The shutdown of natural gas production from the Sable Offshore Energy Project on Canada’s East Coast as of January 1, 2019, increased the Canadian Maritimes’ reliance on gas exports from New England this winter as consumers worked to link up with fresh supply to replace SOEP. The tightening supply in the region has prompted expansion plans from TransCanada to move more Western Canadian and Marcellus/Utica gas to New England utilizing its Mainline and other eastern systems. Today, we conclude our series examining the potential impacts of SOEP’s demise by examining new plans to bring more gas to the region.
These plans involve increasing capacity on existing pipelines that link the New England market to Canada from the north, whereas pipeline expansions that have been attempting to bring Marcellus/Utica gas more directly from the south and west continue to face strong environmental and regulatory resistance. Before explaining these incremental developments from the north, let’s review the first two blogs in this series.
In Part 1, we reviewed the shutdown of SOEP on New Year’s Day 2019. Originally intended as a stepping stone to a much larger offshore gas supply presence, SOEP and its little brother, Deep Panuke, eventually went into terminal decline, and with no further commercial discoveries of natural gas reserves in the region, water encroachment, economics and declines sealed their fates. The end of this supply has had two major implications.

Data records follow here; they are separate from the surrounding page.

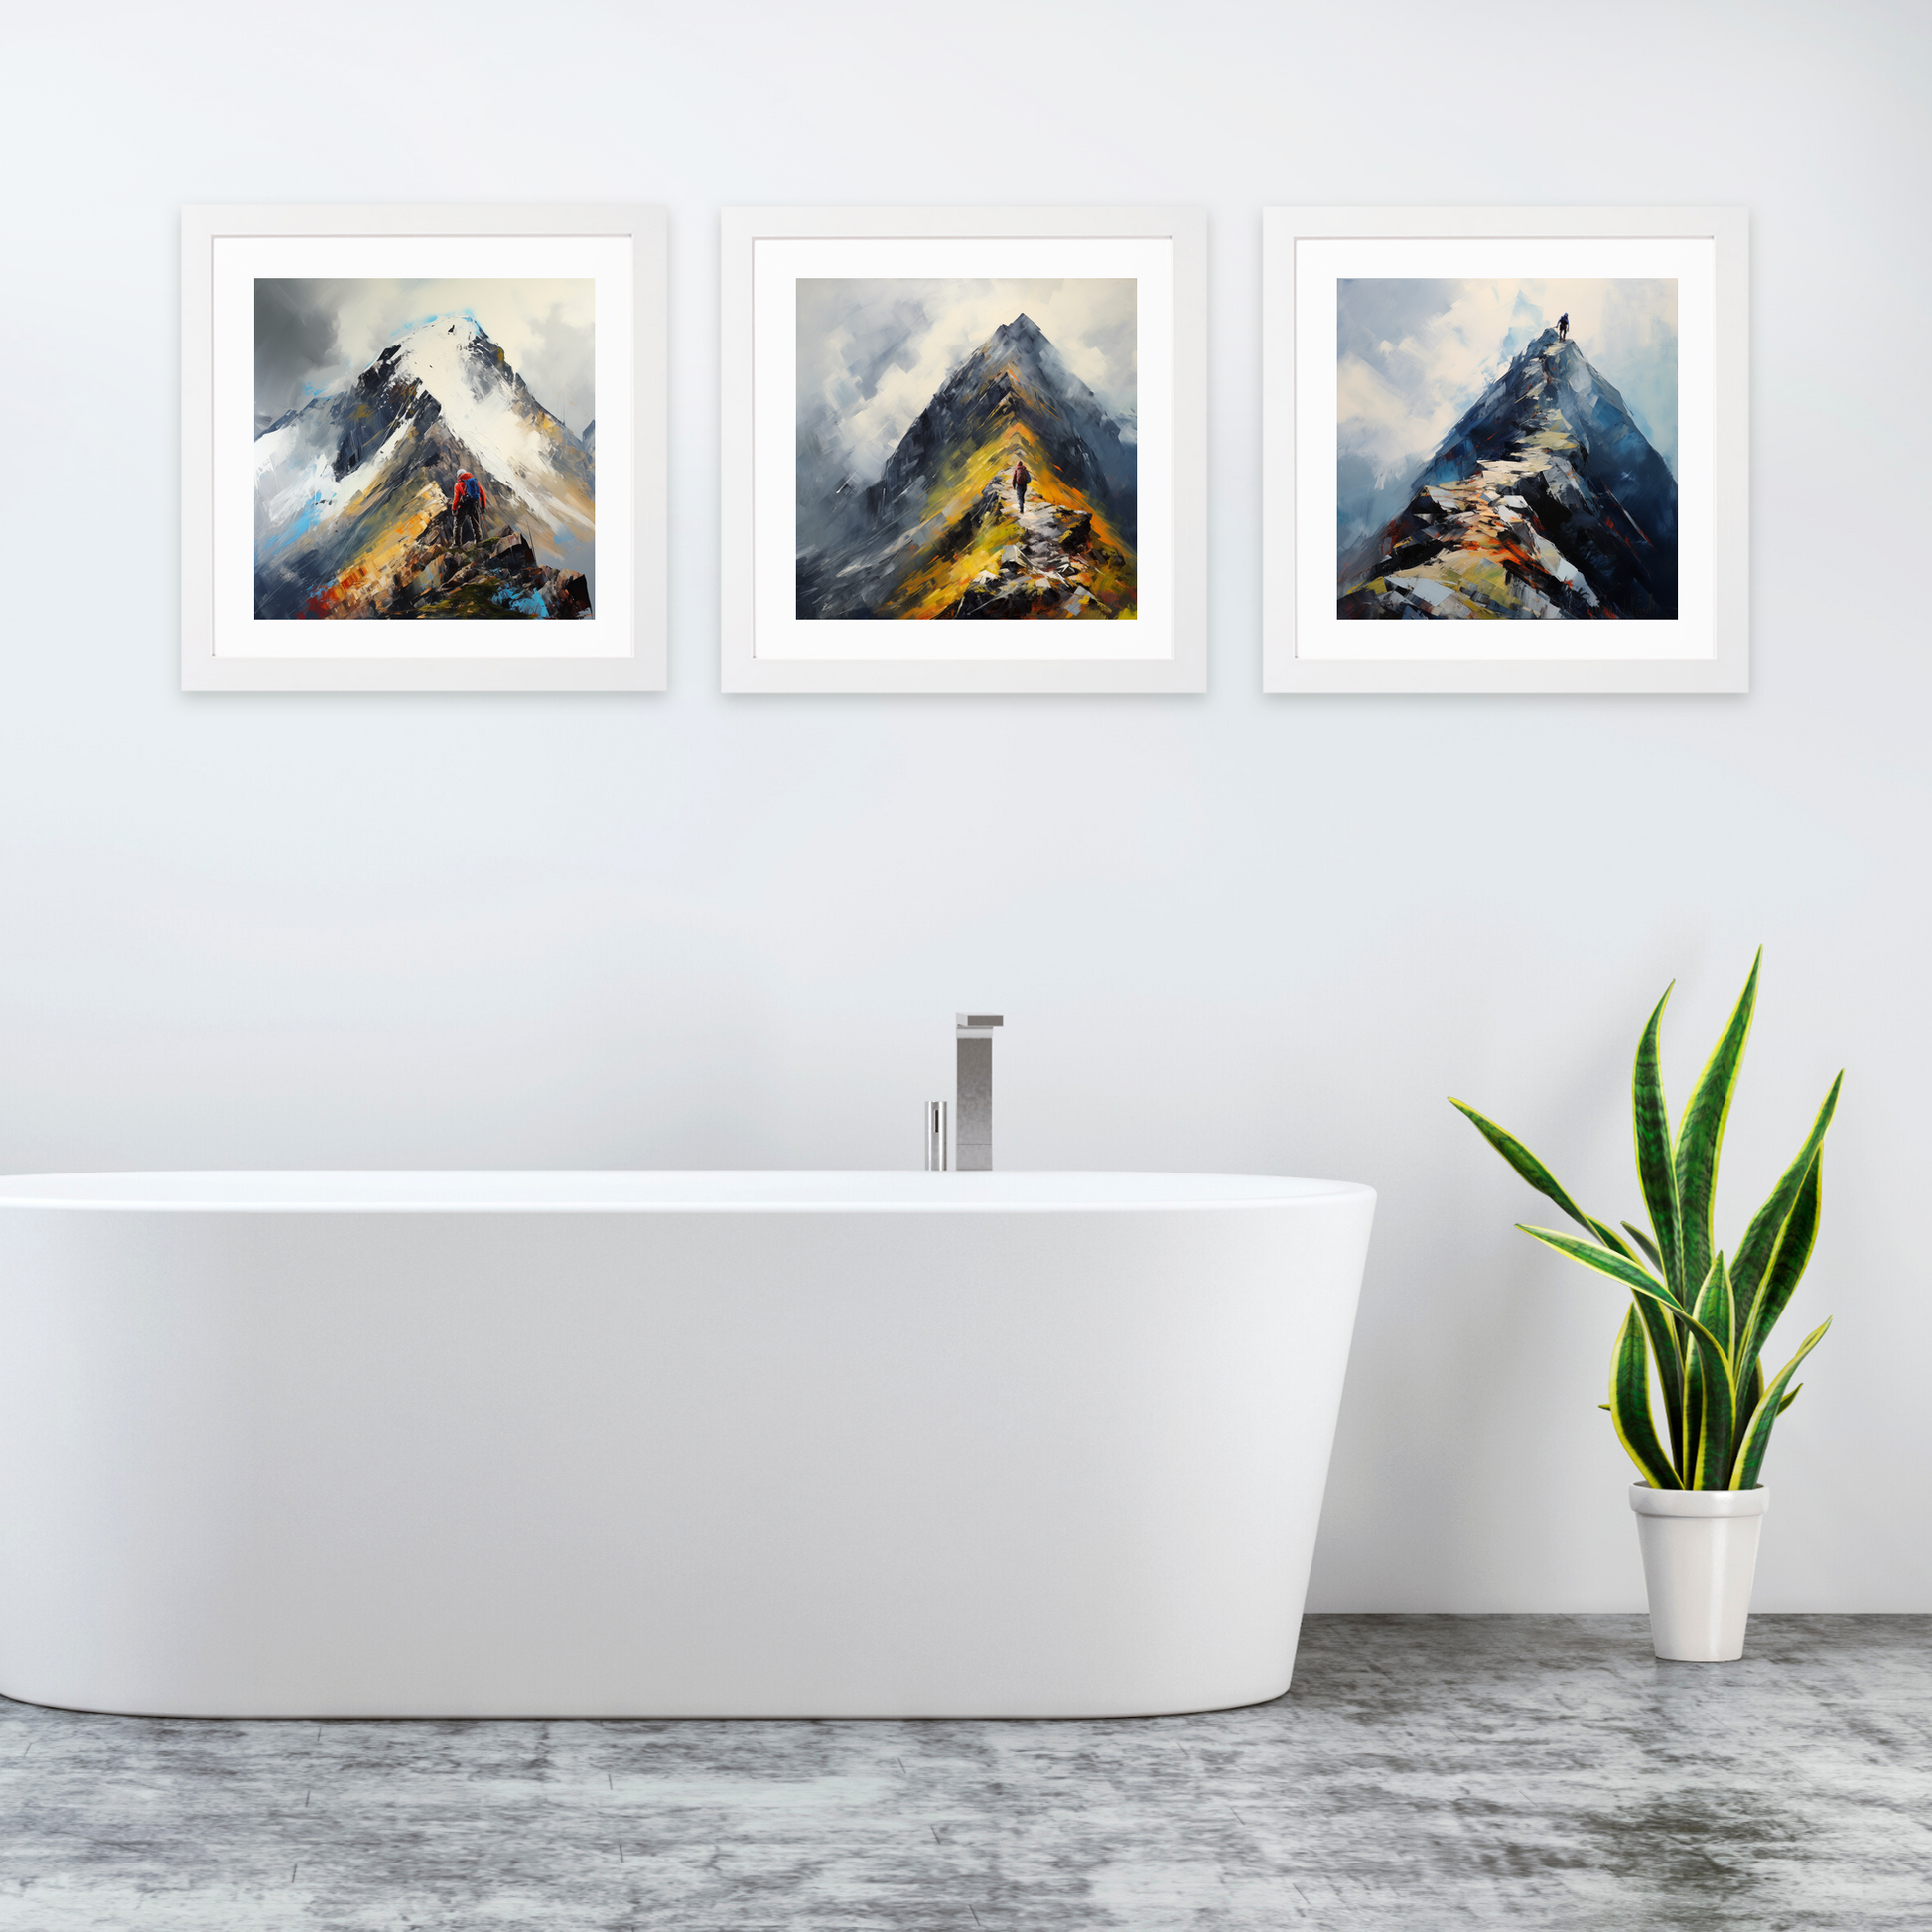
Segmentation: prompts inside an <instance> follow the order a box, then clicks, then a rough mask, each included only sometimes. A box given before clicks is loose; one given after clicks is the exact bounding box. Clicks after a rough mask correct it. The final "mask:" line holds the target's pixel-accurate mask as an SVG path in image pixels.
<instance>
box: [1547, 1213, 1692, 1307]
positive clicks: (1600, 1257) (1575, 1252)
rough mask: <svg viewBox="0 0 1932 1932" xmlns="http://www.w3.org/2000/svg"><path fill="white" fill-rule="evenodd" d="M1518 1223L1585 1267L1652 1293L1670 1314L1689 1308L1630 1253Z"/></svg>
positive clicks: (1548, 1230) (1572, 1236) (1552, 1227)
mask: <svg viewBox="0 0 1932 1932" xmlns="http://www.w3.org/2000/svg"><path fill="white" fill-rule="evenodd" d="M1517 1227H1519V1229H1522V1233H1524V1235H1534V1236H1536V1238H1538V1240H1540V1242H1544V1246H1548V1248H1555V1250H1557V1254H1567V1256H1569V1258H1571V1260H1573V1262H1582V1265H1584V1267H1594V1269H1596V1271H1598V1273H1600V1275H1609V1279H1611V1281H1621V1283H1623V1285H1625V1287H1627V1289H1636V1293H1638V1294H1654V1296H1656V1298H1658V1300H1660V1302H1663V1306H1665V1308H1669V1310H1671V1312H1673V1314H1679V1316H1685V1314H1689V1312H1690V1310H1687V1308H1685V1306H1683V1302H1679V1300H1677V1296H1675V1294H1671V1291H1669V1289H1667V1287H1665V1285H1663V1283H1662V1281H1658V1277H1656V1275H1652V1273H1650V1271H1648V1269H1646V1267H1640V1265H1638V1264H1636V1262H1633V1260H1631V1258H1629V1256H1623V1254H1611V1252H1607V1250H1605V1248H1592V1246H1590V1242H1586V1240H1578V1238H1577V1236H1575V1235H1559V1233H1557V1231H1555V1229H1553V1227H1530V1225H1528V1223H1524V1221H1519V1223H1517Z"/></svg>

The first is that the provinces of Nova Scotia and New Brunswick, which were already fairly isolated in terms of gas supply, now only have two remaining supply options: piped imports from the U.S. and LNG imports. The second implication is that New England, which itself lacks sufficient pipeline connectivity, will increasingly be competing with Eastern Canada for supply, particularly in the winter months, when demand is highest.
In Part 2, we discussed the increasing competition for these more limited gas supplies. The Maritimes’ now-full reliance on imported gas means that as much as 120 MMcf/d in summer months and 240 MMcf/d in the winter months must flow into the New Brunswick gas grid, either as pipeline gas from Maine or re-gasified LNG from the Canaport LNG import terminal in Saint John. Last year, U.S. gas exports from Maine hovered in the 80-100 MMcf/d range, including in the winter months, which means that as much as an additional 100-150 MMcf/d might need to flow north during the peak winter demand periods. That may sound like a small amount, but for the constrained New England market, even that much can send the market into fits and push prices into the stratosphere. The problem, as we discussed in the previous episode, is that there are only a handful of routes that can deliver gas into the six-state region — the most significant being Tennessee Gas Pipeline (TGP; black line in Figure 1), Algonquin Gas Transmission (AGT; purple line) and Maritimes & Northeast Pipeline (MNP; green line) — all of which hit capacity constraints during peak demand periods in the winter, and efforts to install new pipeline capacity into New England have been largely thwarted by legal challenges and permitting delays.